Hi, I have written a dataloader class to load my data but when I check their size the numbers differ when specified a batch_size.
from torch.utils import data
class FlowerDataset(data.Dataset):
def __init__(self, root_dir, text_file, transform = None, target_transform = None):
self.root_dir = root_dir
self.text_file = text_file
self.name = pd.read_csv(self.root_dir + self.text_file).iloc[:, 0].apply(lambda x: '\\'.join(x.split('\\')[-2:]))
self.label = pd.read_csv(self.root_dir + text_file).iloc[:, 0].apply(lambda x: x.split('\\')[-2])

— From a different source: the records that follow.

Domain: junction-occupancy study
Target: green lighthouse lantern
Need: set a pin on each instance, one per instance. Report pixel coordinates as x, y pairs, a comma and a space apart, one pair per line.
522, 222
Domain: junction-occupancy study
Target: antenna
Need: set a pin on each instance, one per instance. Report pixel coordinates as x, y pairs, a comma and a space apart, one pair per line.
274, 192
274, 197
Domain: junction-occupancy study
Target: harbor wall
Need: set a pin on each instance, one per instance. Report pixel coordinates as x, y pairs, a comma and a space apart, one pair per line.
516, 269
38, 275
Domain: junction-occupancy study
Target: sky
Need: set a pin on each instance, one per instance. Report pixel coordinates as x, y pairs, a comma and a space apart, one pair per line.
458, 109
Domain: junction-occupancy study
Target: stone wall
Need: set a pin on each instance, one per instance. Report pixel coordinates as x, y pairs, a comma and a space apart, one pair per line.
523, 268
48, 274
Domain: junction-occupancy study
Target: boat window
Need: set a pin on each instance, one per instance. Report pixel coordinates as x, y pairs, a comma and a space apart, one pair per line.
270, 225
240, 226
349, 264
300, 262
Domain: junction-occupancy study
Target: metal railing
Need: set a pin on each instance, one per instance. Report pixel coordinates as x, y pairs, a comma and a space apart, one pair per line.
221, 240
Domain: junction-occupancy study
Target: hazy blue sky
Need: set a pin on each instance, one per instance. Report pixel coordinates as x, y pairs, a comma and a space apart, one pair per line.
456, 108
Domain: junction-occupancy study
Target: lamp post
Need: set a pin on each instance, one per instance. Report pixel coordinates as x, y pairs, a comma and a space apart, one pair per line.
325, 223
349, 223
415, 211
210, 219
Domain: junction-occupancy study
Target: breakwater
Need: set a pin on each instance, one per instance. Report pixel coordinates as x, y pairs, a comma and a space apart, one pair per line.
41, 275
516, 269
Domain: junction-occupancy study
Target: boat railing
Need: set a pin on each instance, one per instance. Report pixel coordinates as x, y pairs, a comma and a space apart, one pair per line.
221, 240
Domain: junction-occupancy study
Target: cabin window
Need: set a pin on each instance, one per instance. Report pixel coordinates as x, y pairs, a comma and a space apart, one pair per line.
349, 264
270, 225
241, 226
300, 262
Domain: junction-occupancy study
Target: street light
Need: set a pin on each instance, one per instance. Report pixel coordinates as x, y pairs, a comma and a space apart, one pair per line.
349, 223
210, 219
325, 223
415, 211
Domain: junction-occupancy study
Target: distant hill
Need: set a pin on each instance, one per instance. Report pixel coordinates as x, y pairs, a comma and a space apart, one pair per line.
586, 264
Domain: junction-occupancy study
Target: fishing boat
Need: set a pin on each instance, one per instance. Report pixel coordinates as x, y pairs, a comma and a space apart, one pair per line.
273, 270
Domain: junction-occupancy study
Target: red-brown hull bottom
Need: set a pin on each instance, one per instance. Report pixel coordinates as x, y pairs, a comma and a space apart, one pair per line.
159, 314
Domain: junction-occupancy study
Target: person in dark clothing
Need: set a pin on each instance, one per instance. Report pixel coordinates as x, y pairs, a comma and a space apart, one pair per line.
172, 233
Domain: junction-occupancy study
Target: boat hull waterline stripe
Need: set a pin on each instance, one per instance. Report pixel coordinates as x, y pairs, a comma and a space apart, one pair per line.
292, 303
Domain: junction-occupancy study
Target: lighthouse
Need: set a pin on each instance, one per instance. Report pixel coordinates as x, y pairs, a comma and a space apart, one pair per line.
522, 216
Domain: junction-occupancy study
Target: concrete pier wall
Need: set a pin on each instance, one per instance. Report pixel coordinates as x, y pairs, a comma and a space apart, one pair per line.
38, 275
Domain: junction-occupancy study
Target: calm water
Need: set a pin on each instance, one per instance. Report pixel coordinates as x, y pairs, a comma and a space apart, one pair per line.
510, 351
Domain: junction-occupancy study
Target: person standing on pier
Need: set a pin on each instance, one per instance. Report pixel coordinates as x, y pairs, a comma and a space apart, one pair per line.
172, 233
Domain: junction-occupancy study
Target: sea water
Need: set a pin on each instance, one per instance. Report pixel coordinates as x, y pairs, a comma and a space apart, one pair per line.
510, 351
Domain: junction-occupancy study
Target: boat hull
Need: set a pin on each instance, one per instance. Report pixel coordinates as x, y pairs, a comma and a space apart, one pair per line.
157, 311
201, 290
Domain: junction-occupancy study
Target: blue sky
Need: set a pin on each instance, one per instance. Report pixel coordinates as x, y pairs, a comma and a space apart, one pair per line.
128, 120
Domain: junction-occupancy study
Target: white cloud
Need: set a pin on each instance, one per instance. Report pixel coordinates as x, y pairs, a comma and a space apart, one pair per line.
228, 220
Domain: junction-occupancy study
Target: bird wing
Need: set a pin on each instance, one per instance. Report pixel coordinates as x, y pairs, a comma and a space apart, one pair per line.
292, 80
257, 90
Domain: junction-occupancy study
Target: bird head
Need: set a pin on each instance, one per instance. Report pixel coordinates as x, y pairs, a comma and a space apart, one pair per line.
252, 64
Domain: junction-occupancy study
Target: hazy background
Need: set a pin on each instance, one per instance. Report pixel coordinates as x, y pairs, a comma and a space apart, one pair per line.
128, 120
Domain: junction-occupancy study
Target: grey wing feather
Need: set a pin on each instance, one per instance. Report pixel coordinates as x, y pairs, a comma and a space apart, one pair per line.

self.transform = transform
self.target_transform = target_transform
def __len__(self):
return len(self.name)
def __getitem__(self, index):
img_name = os.path.join(self.root_dir + self.text_file.split('.')[0], self.name[index])
label = self.label[index]
img = cv2.imread(img_name)
if self.transform is not None:
img = self.transform(img)
label = torch.tensor(int(label))
return img, label
def __repr__(self):
return "{}({} {}) ".format(self.__class__.__name__,
self.root_dir,
self.transform)
a = FlowerDataset(root_path, '\\train.txt', transform = transforms.Compose([
transforms.ToPILImage(mode = 'RGB'),
transforms.Resize((224, 224)),
transforms.ToTensor()
]))
data = DataLoader(a, batch_size = 64, shuffle = True)
print(len(data) * 64, len(a))
>>> 6592 6551
data = DataLoader(a, batch_size = 1, shuffle = True)
print(len(data), len(a))
>>> 6551 6551
can anyone tell me what could be the problem?